Continuing on our tour of Lombard wines, today’s topic is Lambrusco Mantovano. The area is on the right bank of Po River, in the lower Eastern Po valley. In 1987, Lambrusco Mantovano was awarded DOC status although the Lambrusco grape was cultivated in this area many decades before. The Consortium was founded in 2012. As in many other regions, monks were responsible for promoting and maintaining viticulture. Benedictine Monks from 11th-18th century lived in the Polirone a San Benedetto Po monastery in Mantova. These monks demanded their tenants pay a tax in the form of wine. While there were grapes grown here in 1100, they were reintroduced to the area post-phylloxera, in the 1900s.
Lambrusco Mantovano DOC must be made from 85% Lambrusco Viadanese ( Grappello Ruberti), Lambrusco Maestri ( Grappello Maestri), Lambrusco Marani, Lambrusco Salamino alone or a blend of them together, with 15% Lambrusco di Sorbara, Lambrusco Grasparossa (Grappello Grasparossa), Ancellotta and Fortana.
The grape makes wines that have nice acidity, low alcohol and notable tannins, both a still and a frizzante version. The grape prefer fresh, deep soils with good sunlight. These medium sized grapes make wines that are ruby red in color and are generally used as table wines rather than wines to cellar. I found it a little more brooding and intense than some of the Lambrusco I have had from Emilia Romagna, although again, there are many different versions of those wines as well.
The grape gets its name from Viadana, a muncipality in the province of Mantova where this grape is widely grown. Ruperti is the last name of an agronomist named Ugo Ruperti who was a proponent of the variety. The two areas for growing this variety are Viadanese Sabbionetano and Oltrepò Mantovano. In addition to the DOC wines they also make IGT wines: Sabbioneta, Quistello Alto Mincio, and Provincia di Mantova. Sabbioneta, a famous local town was founded by Vespaiano Gonzaga in the late 16th century. In 2008, was Sabbioneta given UNESCO World Heritage status as a perfect example of the practical application of Renaissance urban planning theories. Sabbioneta is also known for it historic Jewish Ghetto and Synagogue and in particular for its Hebrew printing press.

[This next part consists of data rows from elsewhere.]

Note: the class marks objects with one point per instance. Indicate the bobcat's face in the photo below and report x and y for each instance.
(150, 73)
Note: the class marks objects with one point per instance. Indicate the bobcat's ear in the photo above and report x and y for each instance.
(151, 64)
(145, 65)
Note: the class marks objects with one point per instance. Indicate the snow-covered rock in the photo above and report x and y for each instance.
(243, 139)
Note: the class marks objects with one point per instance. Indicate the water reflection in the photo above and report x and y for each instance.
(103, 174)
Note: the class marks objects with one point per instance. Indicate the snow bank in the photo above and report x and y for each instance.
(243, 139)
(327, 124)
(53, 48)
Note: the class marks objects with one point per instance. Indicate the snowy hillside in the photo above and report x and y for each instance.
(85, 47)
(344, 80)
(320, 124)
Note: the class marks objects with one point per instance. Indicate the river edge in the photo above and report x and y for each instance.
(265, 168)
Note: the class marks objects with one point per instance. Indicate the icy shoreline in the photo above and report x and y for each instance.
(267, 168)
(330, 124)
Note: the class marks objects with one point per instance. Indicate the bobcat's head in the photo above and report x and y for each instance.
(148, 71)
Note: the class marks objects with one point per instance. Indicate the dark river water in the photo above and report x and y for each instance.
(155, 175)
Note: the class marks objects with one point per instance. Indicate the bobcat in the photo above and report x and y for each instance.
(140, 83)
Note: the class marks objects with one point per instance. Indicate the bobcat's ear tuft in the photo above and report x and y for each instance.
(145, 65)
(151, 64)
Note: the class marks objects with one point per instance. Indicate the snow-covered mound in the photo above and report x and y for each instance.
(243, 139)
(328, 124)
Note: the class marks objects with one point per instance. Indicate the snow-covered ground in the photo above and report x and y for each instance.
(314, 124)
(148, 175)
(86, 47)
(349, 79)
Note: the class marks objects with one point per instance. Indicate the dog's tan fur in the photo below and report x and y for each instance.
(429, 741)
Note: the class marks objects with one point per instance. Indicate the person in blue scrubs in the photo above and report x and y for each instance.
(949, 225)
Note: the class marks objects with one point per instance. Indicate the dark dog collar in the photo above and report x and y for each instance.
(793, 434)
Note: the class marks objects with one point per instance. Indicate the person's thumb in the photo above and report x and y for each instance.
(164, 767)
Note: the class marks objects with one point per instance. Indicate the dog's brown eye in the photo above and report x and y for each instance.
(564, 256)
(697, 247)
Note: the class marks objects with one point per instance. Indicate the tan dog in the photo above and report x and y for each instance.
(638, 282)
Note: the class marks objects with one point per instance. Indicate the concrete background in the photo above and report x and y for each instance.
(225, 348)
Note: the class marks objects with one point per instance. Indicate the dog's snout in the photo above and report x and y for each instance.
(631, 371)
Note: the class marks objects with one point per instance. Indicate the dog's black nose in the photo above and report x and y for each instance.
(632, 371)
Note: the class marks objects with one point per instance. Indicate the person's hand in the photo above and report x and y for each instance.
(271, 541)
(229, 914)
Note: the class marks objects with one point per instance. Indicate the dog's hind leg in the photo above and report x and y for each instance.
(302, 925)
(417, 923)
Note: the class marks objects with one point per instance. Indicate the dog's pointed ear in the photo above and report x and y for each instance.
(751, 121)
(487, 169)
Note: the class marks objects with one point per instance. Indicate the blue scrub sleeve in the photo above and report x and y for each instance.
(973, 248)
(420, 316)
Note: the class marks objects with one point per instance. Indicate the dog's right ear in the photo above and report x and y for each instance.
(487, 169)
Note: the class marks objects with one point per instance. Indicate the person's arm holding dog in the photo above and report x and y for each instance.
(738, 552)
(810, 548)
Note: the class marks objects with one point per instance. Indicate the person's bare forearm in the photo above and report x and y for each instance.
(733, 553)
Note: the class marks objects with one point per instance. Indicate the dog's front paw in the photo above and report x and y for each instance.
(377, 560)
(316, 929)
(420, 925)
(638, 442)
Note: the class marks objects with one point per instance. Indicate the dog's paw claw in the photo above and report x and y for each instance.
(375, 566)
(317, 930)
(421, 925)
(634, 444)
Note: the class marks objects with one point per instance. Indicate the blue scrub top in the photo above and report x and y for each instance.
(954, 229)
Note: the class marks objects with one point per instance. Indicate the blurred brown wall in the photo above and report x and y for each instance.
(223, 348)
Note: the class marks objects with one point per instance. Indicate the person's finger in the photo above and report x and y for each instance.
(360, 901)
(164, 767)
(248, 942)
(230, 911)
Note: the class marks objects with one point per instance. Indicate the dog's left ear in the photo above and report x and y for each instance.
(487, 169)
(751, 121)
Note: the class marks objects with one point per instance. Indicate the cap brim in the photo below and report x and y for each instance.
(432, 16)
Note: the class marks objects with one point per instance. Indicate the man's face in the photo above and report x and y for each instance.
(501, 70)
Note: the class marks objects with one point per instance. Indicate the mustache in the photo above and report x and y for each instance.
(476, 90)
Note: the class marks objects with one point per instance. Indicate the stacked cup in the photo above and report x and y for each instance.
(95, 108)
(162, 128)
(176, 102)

The first Lambrusco Mantovano was from Azienda Agricola Pagliare Verdieri. The family has 15 hectares near Oglio in the Po river valley. Since 1986, Mimma has been working with her mother-in-law on their farm which is certified organic from ICEA. They grow a host of crops, among them, wine grapes. Education for young kids and groups is very important to this team and is a core part of their mission. Their wine is made from 100% Lambrusco Viadanese. The grapes undergo a prolonged maceration on the skins, where primary fermentation takes place at controlled temperature. The wines are made in the ancestral method where they ferment in tanks and then finish the fermentation in the bottle. The wine has 11% alcohol and has an SRP of around $16. I had tried. I liked it a lot and so did the people in my seminar on Lombardy that I gave at the Society of Wine Educators conference three years ago. People hadn’t really heard of this particular Lambrusco. I love introducing people to new varieties that they haven’t tried before, hence my series on Italian indigenous varieties that has been running now for about 11 years. This wine is imported by Jan d’Amore, a New York based importer and is sold here.
Mantova is a beautiful city which I have visited and has wonderful food, art and much to recommend it in addition to these lovely wines. Many people are familiar with Mantova thanks to the famous architectural wonder by Giulio Romano which is filled with fantastic paintings and frescos, Palazzo del Te. I highly recommend the wine and Mantova as a place to visit on your next trip to Italy.